Seemingly contradictory proverbs have been brought into play by the cash crunch at ATMs in several parts of the country. If the official line is to be accepted it was “a storm in a teacup” or “much ado about nothing” and the problems would be resolved in a matter of days.

Yet for the common man, the run on the ATMs was clearly a case of “once bitten twice shy” as the ghost of demonetisation raised its ugly head again, and there was a panic reaction since nobody wished to re-live that trauma.

However, the even larger message is that potentially positive policy initiatives can have a devastating backlash if their management and implementation falls far short of governmental expectation.

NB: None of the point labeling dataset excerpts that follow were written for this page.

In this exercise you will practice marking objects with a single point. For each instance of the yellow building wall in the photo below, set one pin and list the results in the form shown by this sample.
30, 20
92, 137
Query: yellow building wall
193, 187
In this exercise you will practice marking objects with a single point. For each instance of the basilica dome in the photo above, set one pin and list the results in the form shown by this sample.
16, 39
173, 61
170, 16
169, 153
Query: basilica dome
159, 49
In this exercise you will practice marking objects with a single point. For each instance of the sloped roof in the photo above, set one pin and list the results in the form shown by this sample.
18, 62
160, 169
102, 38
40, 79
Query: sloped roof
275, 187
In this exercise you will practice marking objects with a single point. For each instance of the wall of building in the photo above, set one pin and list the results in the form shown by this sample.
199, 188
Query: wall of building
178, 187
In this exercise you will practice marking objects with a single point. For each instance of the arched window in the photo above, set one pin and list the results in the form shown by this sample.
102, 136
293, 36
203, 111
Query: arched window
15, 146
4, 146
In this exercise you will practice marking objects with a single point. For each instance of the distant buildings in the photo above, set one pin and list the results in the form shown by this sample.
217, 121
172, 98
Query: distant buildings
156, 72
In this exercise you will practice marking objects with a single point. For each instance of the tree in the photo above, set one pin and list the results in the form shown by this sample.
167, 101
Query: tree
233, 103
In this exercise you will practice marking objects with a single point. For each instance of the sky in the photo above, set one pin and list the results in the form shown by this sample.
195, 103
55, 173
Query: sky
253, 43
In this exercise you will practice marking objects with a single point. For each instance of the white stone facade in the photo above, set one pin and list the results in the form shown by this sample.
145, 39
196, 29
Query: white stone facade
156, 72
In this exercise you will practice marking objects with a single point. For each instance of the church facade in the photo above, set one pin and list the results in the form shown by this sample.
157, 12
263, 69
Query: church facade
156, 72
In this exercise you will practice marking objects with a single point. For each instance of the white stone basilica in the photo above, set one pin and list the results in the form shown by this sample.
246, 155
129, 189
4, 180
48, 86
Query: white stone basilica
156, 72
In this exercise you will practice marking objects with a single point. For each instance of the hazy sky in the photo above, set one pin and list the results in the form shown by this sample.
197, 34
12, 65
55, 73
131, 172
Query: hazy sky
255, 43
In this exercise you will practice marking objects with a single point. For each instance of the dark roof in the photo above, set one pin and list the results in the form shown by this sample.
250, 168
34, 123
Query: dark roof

For even the most ardent advocate of the actions taken during the NDA government’s watch will have to concede that the monetary managers in the Reserve Bank and finance ministry have proved unequal to the task ~ since the recent discomfort can be traced back to the incompetence of 8 November 2016. Once the heat over demonetisation had subsided, the government slipped back into its lethargic ways, and has now “invited” a revival of painful memories.

There could be truth to the explanation that the present crunch was triggered by an unusual spike in the demands for cash ~ but it only emphasises the point about incompetent monetary management.

Not only were the signs of a rise in the demand for cash visible over recent weeks, explanations such as payment of compensation to farmers, the overlapping of festivals and suspected hoarding of currency notes of the Rs 2,000 denomination were all factors that an efficient and sensitive apparatus would have picked up; remedial action taken before a mini-crisis was permitted to develop.

In terms of monetary management, North Block has clearly headed “south” ~ its alibis add up to confirming ineptitude. Forget issues of high finance, there has been a tangible lack of impetus in the drive towards a less-cash economy; which was itself a dilution of the Prime Minister’s desire for a cashless economy.

Will the finance ministry care to calculate how many small merchants ~ the backbone of the day-to-day economy ~ opted for payment through plastic cards once there was a lessening of the agonies of demonetisation? Even the process of recalibrating ATMs to dispense different-size notes came to a virtual standstill, how many today are capable of dispensing notes of the Rs 200 denomination?

Political critics of the BJP are secretly thrilled at the second edition of the monetary farce, hoping it will pay electoral dividend in Karnataka. Yet along with massive frauds in the banking sector the common man is left wondering if the mismanagement of monetary affairs will have a spin-off that lingers beyond 2019.